PREVIEW
With access to Gulf funding, Mauritania’s Sidi Ould Tah may win more backing from worried shareholders
The US Trump administration plans to slash US$555 million in support for the African Development Bank’s (AfDB) soft-loan affiliate will leave a hefty funding gap for the new president to be elected at its annual meeting in Abidjan on 29 May (AC Vol 66 No 4, Pan-Africanism is on the ballot).
Washington says the African Development Fund for the continent’s least-developed countries was ‘not currently aligned to administration priorities’.
‘The decision is significant and it has a huge impact on Africa’s development,’ said Samuel Maimbo, a World Bank Vice-President and Zambia’s candidate to succeed outgoing AfDB chief Akinwumi Adesina.

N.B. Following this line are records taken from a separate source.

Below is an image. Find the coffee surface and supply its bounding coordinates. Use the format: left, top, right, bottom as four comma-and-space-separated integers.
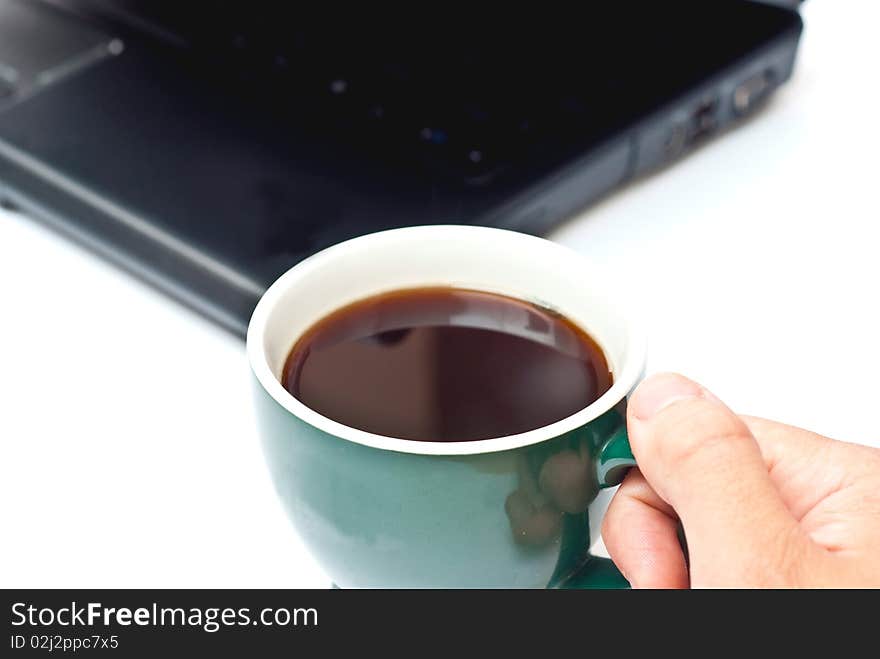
282, 288, 612, 442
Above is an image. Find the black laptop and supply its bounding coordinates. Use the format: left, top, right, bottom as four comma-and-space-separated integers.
0, 0, 801, 333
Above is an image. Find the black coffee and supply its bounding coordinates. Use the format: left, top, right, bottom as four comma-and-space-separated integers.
283, 288, 611, 442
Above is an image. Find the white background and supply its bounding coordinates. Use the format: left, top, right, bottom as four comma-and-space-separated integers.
0, 0, 880, 587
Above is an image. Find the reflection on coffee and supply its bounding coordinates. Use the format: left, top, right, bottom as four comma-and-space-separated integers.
282, 287, 612, 442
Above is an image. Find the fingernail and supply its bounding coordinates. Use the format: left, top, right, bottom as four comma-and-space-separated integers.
629, 373, 705, 421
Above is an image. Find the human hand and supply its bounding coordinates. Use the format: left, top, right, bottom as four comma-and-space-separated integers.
602, 374, 880, 588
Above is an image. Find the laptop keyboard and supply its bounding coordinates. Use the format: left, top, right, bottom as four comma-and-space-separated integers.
84, 7, 640, 186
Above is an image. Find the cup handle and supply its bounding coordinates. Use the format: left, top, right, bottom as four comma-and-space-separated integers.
561, 424, 636, 589
595, 425, 636, 488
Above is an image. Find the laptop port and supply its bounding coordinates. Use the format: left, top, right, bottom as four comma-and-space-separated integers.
690, 97, 718, 141
733, 69, 775, 116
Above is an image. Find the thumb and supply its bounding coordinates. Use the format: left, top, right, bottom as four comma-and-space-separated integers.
627, 374, 808, 586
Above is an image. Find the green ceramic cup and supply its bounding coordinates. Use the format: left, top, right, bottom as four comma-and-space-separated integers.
247, 226, 645, 588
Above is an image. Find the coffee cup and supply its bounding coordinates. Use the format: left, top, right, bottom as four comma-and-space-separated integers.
247, 225, 645, 588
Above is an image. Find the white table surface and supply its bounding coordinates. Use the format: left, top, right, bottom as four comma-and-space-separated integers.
0, 0, 880, 587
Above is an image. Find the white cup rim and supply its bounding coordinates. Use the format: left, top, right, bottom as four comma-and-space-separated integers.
247, 225, 647, 456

Insiders say the campaign of Maimbo, the official candidate of the Southern African Development Community and the Common Market for Eastern and Southern Africa, had been gaining ground in recent weeks (Dispatches 8/10/24, Why is South Africa challenging Zambia’s bid for the AfDB Presidency?). He has spent much of his career in Washington with the World Bank but the US announcement of the AfDF funding block and its scepticism about multilateral banks could weaken Maimbo’s arguments.
Funding cuts from the United States and other western economies could favour Sidi Ould Tah of Mauritania, the Director-General of the Arab Bank for Economic Development in Africa (BADEA), as best positioned to tap Islamic banks and Gulf states. During his ten-year tenure at BADEA, Tah presided over a 75% increase in its assets.
Adesina has spent much of his final year arguing that the bank must ramp up its private sector lending, thereby taking on more risk. Yet that is unlikely to help Africa’s poorest states who often struggle to develop bankable projects (AC Vol 65 No 12, Adesina urges the bank to go private).